The Oberlin Stories Project

On Oberlin family history

Julia Maier ’12

“If I stare carefully at the ceiling of the turret and employ my imagination, I can see the mural mosaic that was painted while my father lived in the room.”

Two women seated in a room with several windows

At Oberlin, I have found happiness in a combination of history and home. My family’s history is convoluted and takes place across many continents; my grandfathers grew up in Germany and China so that today there isn’t a home or family to return to. However, Oberlin is one location where many generations of my family have lived and flourished, a place where my family has roots and history.

My grandfather came to Oberlin in 1946. My father and his two brothers attended Oberlin in the 1970s. My aunt and second cousin also went to Oberlin. When I was young, I was not completely aware that Oberlin was a school and I thought of it instead as a place where many people in my family spent time and learned to cook huge pots of rice and live in tiny rooms.

I announced at a very young age (after reading and rereading Robert McCloskey’s One Morning in Maine) that I would be attending college in Maine, not Ohio. As a southern California native, Maine seemed incredibly exotic to me. I imagined my older, collegiate self surrounded by snowy peaks and baby sea animals. I wanted to dig for clams and ride in motorboats. Twelve years later, however, during the fall of my senior year of high school, I found myself walking onto the nighttime Oberlin campus with my parents. We entered the bright first floor of Mudd and I watched two girls run towards each other, embrace, and almost fall to the ground giggling. I could tell how much these two students adored each other. I knew that I wanted a college where students formed intensely loving friendships.

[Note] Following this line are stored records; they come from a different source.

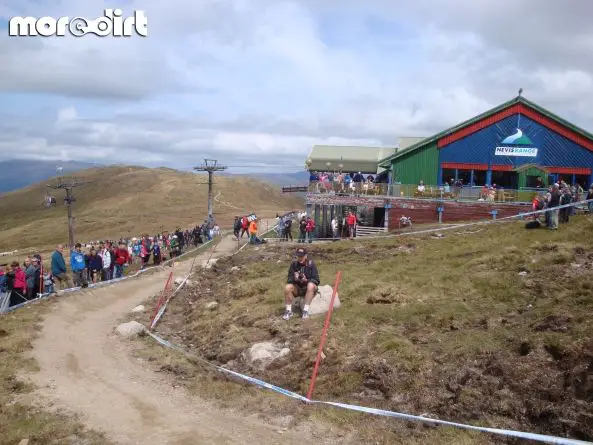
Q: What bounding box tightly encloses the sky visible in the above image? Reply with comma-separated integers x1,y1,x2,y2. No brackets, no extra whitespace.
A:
0,0,593,173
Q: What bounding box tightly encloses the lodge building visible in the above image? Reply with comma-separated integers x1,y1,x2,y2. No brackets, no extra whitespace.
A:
298,96,593,236
379,96,593,189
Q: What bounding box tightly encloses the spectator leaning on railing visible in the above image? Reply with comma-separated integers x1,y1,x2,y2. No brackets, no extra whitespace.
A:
51,244,73,289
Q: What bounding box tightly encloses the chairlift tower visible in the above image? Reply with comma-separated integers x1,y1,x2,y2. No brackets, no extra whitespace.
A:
47,167,88,250
194,159,228,221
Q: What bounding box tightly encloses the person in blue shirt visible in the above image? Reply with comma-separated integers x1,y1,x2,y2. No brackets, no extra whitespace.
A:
70,243,88,287
51,244,74,289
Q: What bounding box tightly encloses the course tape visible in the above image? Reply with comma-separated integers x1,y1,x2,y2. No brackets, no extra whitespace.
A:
264,199,593,243
3,235,215,313
148,332,593,445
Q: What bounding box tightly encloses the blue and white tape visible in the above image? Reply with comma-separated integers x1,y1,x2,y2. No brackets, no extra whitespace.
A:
148,332,593,445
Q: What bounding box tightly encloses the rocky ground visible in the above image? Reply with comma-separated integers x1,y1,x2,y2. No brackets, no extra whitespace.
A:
136,217,593,443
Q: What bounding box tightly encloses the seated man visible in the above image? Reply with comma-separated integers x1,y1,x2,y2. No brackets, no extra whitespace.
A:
282,248,319,320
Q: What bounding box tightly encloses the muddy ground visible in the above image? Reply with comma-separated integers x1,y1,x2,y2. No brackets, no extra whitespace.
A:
140,222,593,443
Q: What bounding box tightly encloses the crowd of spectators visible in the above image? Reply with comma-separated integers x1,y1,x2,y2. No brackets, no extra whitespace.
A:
0,220,220,312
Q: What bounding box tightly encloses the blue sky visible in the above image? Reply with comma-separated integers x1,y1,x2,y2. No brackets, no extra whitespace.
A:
0,0,593,171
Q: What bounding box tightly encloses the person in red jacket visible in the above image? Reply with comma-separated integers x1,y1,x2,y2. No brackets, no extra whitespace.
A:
115,243,130,278
8,261,27,306
346,212,356,239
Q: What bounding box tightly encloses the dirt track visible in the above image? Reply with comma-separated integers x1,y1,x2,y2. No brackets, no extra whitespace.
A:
31,234,332,445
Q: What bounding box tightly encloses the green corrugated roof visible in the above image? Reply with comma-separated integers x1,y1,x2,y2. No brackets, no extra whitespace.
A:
379,96,593,167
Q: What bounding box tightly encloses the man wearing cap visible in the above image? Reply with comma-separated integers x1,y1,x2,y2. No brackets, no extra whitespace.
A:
282,248,319,320
70,243,88,287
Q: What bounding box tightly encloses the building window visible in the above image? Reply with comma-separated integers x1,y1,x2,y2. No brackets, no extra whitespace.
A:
492,171,518,189
474,170,486,186
441,168,455,184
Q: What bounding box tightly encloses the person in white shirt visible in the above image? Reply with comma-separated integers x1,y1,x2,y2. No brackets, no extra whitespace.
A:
332,216,339,240
99,241,111,281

I wandered into Azariah’s Cafe and saw students drawing huge pictures of fall leaves with colored pencils and labeling them in Spanish. I walked past Tank with my parents and I wondered who lived in the turret room and wondered if maybe someday I could live there. I knew almost immediately that Oberlin was my college. Upon closer inspection of a United States map, I learned, to my surprise, that Oberlin is not located in the very middle of the country and that the campus is not in the middle of a cornfield.

In the fall of 2008, as a first-year, I moved into Keep Co-op. That year, I may have slept on the same mattress as my Aunt Liz when she lived in Keep thirty years ago. This year, I am living in Tank Co-op’s magical third floor turret room, which is the room my father lived in when he was a member of Tank in 1971! On the walls of my room I put up photographs taken by my father of himself and his friends, some of the faces I have grown up knowing because they are still close. These young bearded men look much the same as co-opers today! I can tell from the photos that the physical structure of the room has changed a little bit, but its beauty remains. If I stare carefully at the ceiling of the turret and employ my imagination, I can see the mural mosaic that was painted while my father lived in the room. The lock, which my father claims he used to pick with a paper clip, is still finicky and locks in the opposite direction of every other lock in the world.

On move-in day in August, I strung Christmas lights around the walls so that the whole turret would glow at night. There is no sight lovelier, especially after a long night of studying, than crossing Pleasant Street and seeing the turret beckoning me home. My roommate Hannah and I joke about being princesses in our tall tower and growing our hair really long.

Sitting in the turret is like going to a movie that stars Oberlin and its residents. I know when most of our neighbors arrive home and which mode of transportation they prefer (most like bikes). We revel in the beauty of our room: hosting tea parties, movie nights, sticking our heads out the windows calling to our friends entering and exiting the building. We throw spontaneous dance parties, spend long mornings lounging on pillows, write epically long research papers, and once organized a huge surprise birthday party for our friend that included fifty balloons and a performance by the all-male a capella group, the Obertones.

Sometimes I lie on my back, stare out the eight windows, and wonder if anyone in my family ever lay down in this exact spot and watched the Ohio sky.